This is the mail archive of the
gcc-patches@gcc.gnu.org
mailing list for the GCC project.
[AArch64][10/14] ARMv8.2-A FP16 lane scalar intrinsics
- From: Jiong Wang <jiong dot wang at foss dot arm dot com>
- To: GCC Patches <gcc-patches at gcc dot gnu dot org>
- Date: Thu, 7 Jul 2016 17:18:29 +0100
- Subject: [AArch64][10/14] ARMv8.2-A FP16 lane scalar intrinsics
- Authentication-results: sourceware.org; auth=none
- References: <67f7b93f-0a92-de8f-8c50-5b4b573fed3a@foss.arm.com> <99eb95e3-5e9c-c6c9-b85f-e67d15f4859a@foss.arm.com> <21c3c64f-95ad-c127-3f8a-4afd236aae33@foss.arm.com> <938d13c1-39be-5fe3-9997-e55942bbd163@foss.arm.com> <a12ecde7-2ac1-0539-334e-9a33395dd3eb@foss.arm.com> <a3eeda81-cb1c-6d9e-706d-c5c067a90d74@foss.arm.com> <cf21a824-01c3-0969-d12b-884c4e70e7f1@foss.arm.com> <c9ed296a-1105-6bda-1927-e72be567c590@foss.arm.com> <d91fc169-1317-55ed-c36c-6dc5dac088cc@foss.arm.com> <94dcb98c-81c6-a1d5-bb1a-ff8278f0a07b@foss.arm.com>
This patch adds ARMv8.2-A FP16 lane scalar intrinsics.
gcc/
2016-07-07 Jiong Wang <jiong.wang@arm.com>
* config/aarch64/arm_neon.h (vfmah_lane_f16): New.

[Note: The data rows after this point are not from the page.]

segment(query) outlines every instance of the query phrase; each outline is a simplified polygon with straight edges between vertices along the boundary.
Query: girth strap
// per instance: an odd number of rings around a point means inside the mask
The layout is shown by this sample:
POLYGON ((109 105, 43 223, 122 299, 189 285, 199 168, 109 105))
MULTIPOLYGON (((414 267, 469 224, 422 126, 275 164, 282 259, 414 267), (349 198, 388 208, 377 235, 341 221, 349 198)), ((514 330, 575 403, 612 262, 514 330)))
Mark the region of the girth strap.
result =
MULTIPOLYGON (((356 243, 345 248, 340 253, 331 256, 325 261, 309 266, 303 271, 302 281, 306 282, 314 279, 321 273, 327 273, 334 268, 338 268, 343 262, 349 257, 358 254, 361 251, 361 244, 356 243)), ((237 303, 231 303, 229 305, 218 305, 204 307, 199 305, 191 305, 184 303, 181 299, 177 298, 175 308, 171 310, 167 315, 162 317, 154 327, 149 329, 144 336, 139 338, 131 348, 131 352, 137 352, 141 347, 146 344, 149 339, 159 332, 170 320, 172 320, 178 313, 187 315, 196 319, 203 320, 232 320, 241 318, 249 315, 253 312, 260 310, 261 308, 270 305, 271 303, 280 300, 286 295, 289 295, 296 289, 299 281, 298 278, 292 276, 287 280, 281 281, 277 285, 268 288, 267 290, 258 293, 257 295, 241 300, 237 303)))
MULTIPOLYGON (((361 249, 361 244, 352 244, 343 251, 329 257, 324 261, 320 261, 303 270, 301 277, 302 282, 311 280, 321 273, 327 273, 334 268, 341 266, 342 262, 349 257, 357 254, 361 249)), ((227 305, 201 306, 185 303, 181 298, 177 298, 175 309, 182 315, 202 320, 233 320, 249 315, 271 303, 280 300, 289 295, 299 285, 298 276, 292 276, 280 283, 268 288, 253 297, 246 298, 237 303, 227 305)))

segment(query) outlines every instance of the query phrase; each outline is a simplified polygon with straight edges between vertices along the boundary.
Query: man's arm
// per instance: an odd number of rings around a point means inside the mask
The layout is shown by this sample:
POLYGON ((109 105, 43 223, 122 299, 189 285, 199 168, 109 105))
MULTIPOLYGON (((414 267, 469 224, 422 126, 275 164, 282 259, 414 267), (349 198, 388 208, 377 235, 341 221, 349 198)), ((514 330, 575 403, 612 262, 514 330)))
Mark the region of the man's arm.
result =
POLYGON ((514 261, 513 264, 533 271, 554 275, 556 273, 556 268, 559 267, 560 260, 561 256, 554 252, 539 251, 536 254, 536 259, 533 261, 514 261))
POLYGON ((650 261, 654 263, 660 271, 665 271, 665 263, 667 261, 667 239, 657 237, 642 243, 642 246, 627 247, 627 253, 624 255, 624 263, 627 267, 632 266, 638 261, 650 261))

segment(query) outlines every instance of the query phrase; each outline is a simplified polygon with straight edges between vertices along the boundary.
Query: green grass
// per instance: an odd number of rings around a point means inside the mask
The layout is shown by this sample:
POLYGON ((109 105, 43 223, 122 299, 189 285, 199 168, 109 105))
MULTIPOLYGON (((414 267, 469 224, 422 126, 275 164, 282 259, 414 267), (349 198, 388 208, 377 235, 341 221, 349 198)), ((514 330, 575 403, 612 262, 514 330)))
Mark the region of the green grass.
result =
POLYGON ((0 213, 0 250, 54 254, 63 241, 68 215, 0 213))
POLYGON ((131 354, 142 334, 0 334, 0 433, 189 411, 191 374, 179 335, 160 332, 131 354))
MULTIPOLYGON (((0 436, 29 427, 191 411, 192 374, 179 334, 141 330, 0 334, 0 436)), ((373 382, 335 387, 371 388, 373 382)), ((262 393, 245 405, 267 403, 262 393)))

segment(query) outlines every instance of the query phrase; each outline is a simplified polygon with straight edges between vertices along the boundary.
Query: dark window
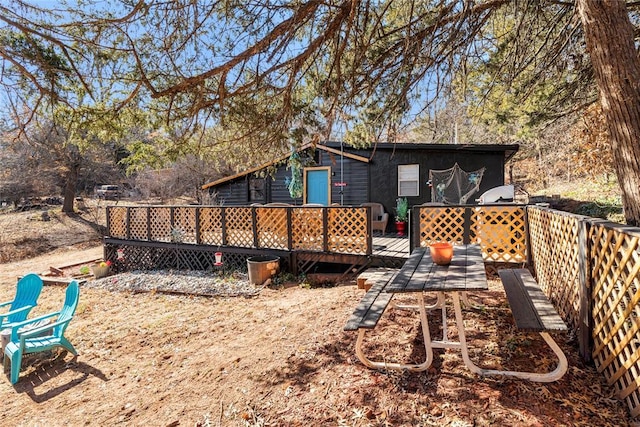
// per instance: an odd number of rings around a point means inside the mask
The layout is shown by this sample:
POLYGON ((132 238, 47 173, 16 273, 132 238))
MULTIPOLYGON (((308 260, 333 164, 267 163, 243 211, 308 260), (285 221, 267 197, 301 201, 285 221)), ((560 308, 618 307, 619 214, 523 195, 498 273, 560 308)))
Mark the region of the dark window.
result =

(vfmah_laneq_f16): Likewise.
(vfmsh_lane_f16): Likewise.
(vfmsh_laneq_f16): Likewise.
(vmulh_lane_f16): Likewise.
(vmulh_laneq_f16): Likewise.
(vmulxh_lane_f16): Likewise.
(vmulxh_laneq_f16): Likewise.
>From bcbe5035746c5684a3b9f0b62310f6aa276db364 Mon Sep 17 00:00:00 2001
From: Jiong Wang <jiong.wang@arm.com>
Date: Thu, 9 Jun 2016 11:06:29 +0100
Subject: [PATCH 10/14] [10/14] ARMv8.2 FP16 lane scalar intrinsics
---
gcc/config/aarch64/arm_neon.h | 52 +++++++++++++++++++++++++++++++++++++++++++
1 file changed, 52 insertions(+)
diff --git a/gcc/config/aarch64/arm_neon.h b/gcc/config/aarch64/arm_neon.h
index e727ff1..09095d1 100644
--- a/gcc/config/aarch64/arm_neon.h
+++ b/gcc/config/aarch64/arm_neon.h
@@ -26488,6 +26488,20 @@ vfmsq_f16 (float16x8_t __a, float16x8_t __b, float16x8_t __c)

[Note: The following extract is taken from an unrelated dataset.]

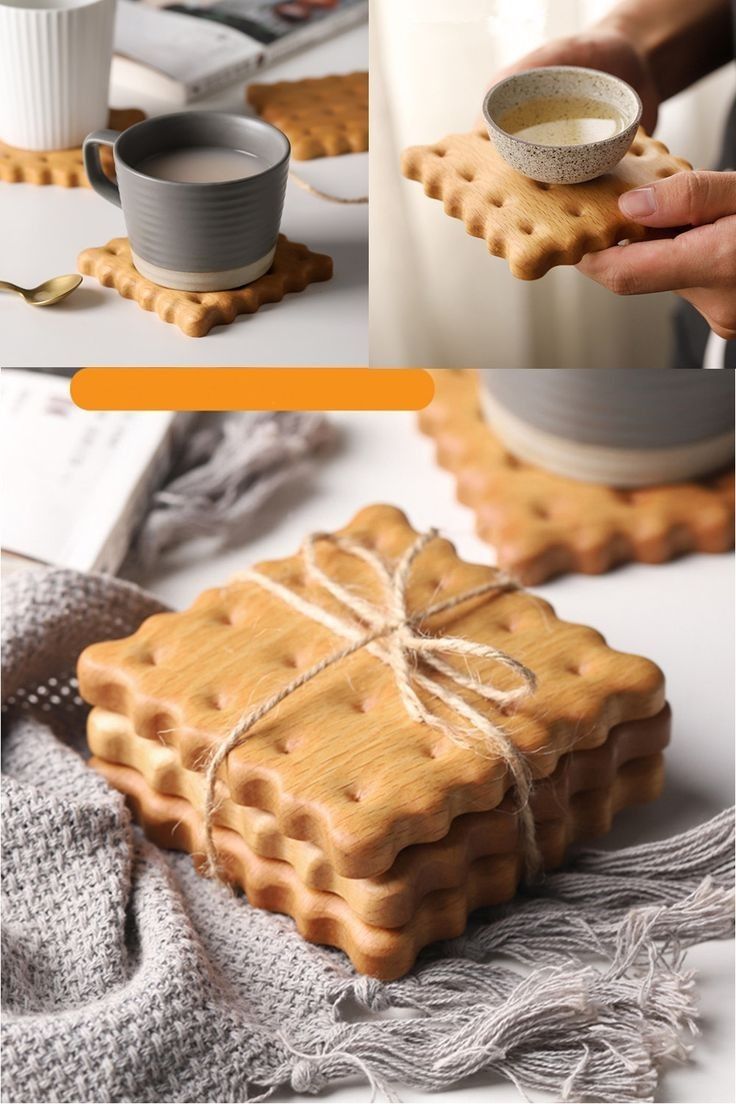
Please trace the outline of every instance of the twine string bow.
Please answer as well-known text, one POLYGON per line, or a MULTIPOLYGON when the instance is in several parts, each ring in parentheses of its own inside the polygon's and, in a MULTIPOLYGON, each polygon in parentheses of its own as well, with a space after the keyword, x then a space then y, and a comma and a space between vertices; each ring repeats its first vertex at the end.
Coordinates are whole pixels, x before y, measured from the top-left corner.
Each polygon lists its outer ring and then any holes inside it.
POLYGON ((222 763, 231 751, 246 741, 254 725, 276 709, 282 701, 317 678, 328 667, 363 649, 391 670, 404 708, 412 720, 439 730, 463 748, 488 757, 497 756, 506 764, 516 788, 527 877, 539 869, 540 856, 529 803, 532 788, 529 765, 503 728, 466 700, 461 693, 463 690, 471 691, 503 708, 532 693, 536 689, 536 677, 533 671, 500 648, 463 637, 425 635, 420 629, 422 622, 435 614, 455 609, 486 594, 516 590, 518 585, 499 573, 492 580, 461 594, 435 602, 422 610, 409 612, 406 590, 412 567, 417 556, 437 536, 436 529, 420 534, 395 565, 389 565, 377 552, 348 537, 335 533, 314 533, 308 537, 303 548, 308 578, 332 595, 350 616, 339 616, 260 571, 251 569, 240 576, 244 581, 256 583, 281 598, 292 609, 330 629, 347 643, 303 671, 266 701, 243 714, 210 756, 205 770, 204 828, 207 869, 211 876, 218 875, 214 815, 217 808, 217 775, 222 763), (316 548, 320 541, 329 542, 340 551, 368 564, 381 583, 383 606, 368 601, 326 574, 317 563, 316 548), (511 689, 499 688, 482 681, 467 668, 464 671, 459 670, 448 662, 448 656, 491 660, 509 668, 521 682, 511 689), (442 702, 457 721, 447 721, 427 699, 442 702))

/* ARMv8.2-A FP16 lane vector intrinsics. */
+__extension__ static __inline float16_t __attribute__ ((__always_inline__))

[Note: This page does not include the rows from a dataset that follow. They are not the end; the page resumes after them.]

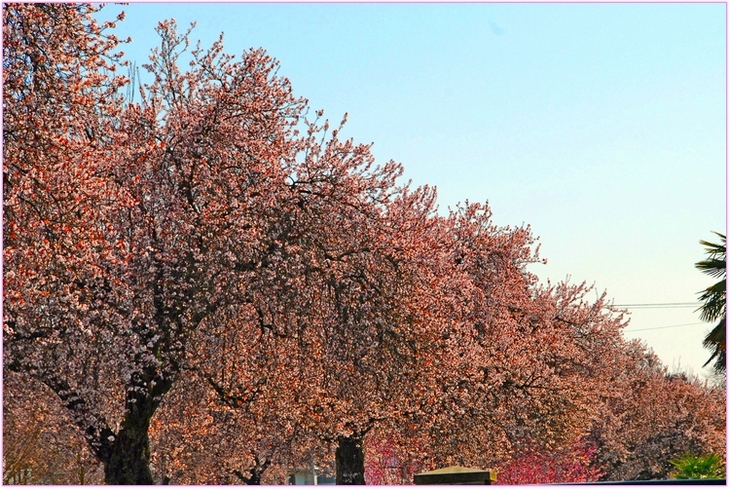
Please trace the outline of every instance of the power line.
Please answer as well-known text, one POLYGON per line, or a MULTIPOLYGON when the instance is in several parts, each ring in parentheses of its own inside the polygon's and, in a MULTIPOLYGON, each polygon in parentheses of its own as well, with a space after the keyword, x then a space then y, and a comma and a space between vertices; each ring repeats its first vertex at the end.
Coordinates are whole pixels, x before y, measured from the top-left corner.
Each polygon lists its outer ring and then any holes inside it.
POLYGON ((672 324, 672 325, 669 325, 669 326, 657 326, 655 328, 626 329, 626 330, 624 330, 624 333, 634 333, 636 331, 650 331, 652 329, 679 328, 679 327, 682 327, 682 326, 698 326, 700 324, 708 324, 708 323, 672 324))
POLYGON ((678 309, 683 307, 700 307, 697 302, 659 302, 654 304, 612 304, 613 307, 627 309, 678 309))

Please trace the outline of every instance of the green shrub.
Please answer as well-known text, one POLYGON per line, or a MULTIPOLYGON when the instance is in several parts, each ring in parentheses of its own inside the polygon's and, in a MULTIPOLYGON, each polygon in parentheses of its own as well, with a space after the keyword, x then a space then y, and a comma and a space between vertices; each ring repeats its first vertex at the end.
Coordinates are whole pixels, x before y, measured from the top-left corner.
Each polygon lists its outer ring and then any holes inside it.
POLYGON ((695 456, 687 453, 677 460, 671 460, 676 470, 674 479, 722 479, 725 477, 725 464, 715 453, 695 456))

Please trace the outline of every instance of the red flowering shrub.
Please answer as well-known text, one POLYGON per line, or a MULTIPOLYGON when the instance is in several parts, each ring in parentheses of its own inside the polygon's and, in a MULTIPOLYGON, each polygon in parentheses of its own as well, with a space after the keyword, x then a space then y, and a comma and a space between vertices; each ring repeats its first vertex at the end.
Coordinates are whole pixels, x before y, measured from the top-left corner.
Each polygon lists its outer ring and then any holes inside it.
POLYGON ((596 448, 577 442, 568 449, 524 450, 497 472, 503 485, 549 484, 558 482, 593 482, 602 474, 593 466, 596 448))

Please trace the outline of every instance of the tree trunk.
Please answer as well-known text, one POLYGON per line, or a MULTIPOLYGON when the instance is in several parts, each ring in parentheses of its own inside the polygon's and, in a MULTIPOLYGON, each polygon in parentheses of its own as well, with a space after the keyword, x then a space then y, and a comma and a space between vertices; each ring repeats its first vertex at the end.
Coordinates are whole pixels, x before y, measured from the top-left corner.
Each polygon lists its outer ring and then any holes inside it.
POLYGON ((162 394, 171 385, 171 375, 164 382, 158 377, 153 389, 134 388, 141 385, 140 375, 132 375, 135 384, 127 391, 127 413, 119 433, 115 434, 106 420, 90 409, 65 379, 55 372, 43 372, 39 380, 50 387, 71 412, 75 424, 84 430, 89 448, 104 464, 104 481, 111 485, 154 484, 150 472, 150 441, 147 430, 162 394))
POLYGON ((365 485, 365 452, 361 437, 342 436, 335 452, 337 485, 365 485))
POLYGON ((127 387, 127 413, 111 452, 104 462, 104 482, 110 485, 152 485, 149 428, 163 395, 172 387, 173 374, 149 369, 134 372, 127 387))
POLYGON ((110 485, 152 485, 150 440, 142 420, 125 418, 127 426, 119 430, 109 460, 104 464, 104 482, 110 485))
POLYGON ((257 456, 254 458, 254 460, 256 462, 256 465, 247 470, 247 472, 251 473, 251 477, 247 477, 240 470, 233 471, 236 477, 241 479, 241 482, 243 482, 247 486, 260 486, 261 477, 264 475, 264 472, 269 467, 269 465, 271 465, 271 460, 269 460, 268 458, 264 459, 264 461, 262 462, 261 459, 259 459, 259 457, 257 456))

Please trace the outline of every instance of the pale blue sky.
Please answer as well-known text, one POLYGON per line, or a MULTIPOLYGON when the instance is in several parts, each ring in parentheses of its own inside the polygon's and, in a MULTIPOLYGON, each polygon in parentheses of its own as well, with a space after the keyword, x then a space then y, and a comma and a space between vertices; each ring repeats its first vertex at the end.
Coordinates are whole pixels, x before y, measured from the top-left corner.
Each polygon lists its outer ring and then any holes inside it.
MULTIPOLYGON (((204 46, 224 32, 230 53, 265 48, 297 95, 334 122, 348 112, 345 135, 437 186, 444 210, 488 200, 497 224, 530 224, 542 279, 616 304, 694 302, 712 282, 694 263, 726 223, 725 4, 121 9, 138 65, 171 17, 197 21, 204 46)), ((699 374, 710 325, 693 311, 635 310, 626 335, 699 374)))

+vfmah_lane_f16 (float16_t __a, float16_t __b,
+ float16x4_t __c, const int __lane)
+{
+ return vfmah_f16 (__a, __b, __aarch64_vget_lane_any (__c, __lane));
+}
+
+__extension__ static __inline float16_t __attribute__ ((__always_inline__))
+vfmah_laneq_f16 (float16_t __a, float16_t __b,
+ float16x8_t __c, const int __lane)
+{
+ return vfmah_f16 (__a, __b, __aarch64_vget_lane_any (__c, __lane));
+}
+
__extension__ static __inline float16x4_t __attribute__ ((__always_inline__))
vfma_lane_f16 (float16x4_t __a, float16x4_t __b,
float16x4_t __c, const int __lane)
@@ -26528,6 +26542,20 @@ vfmaq_n_f16 (float16x8_t __a, float16x8_t __b, float16_t __c)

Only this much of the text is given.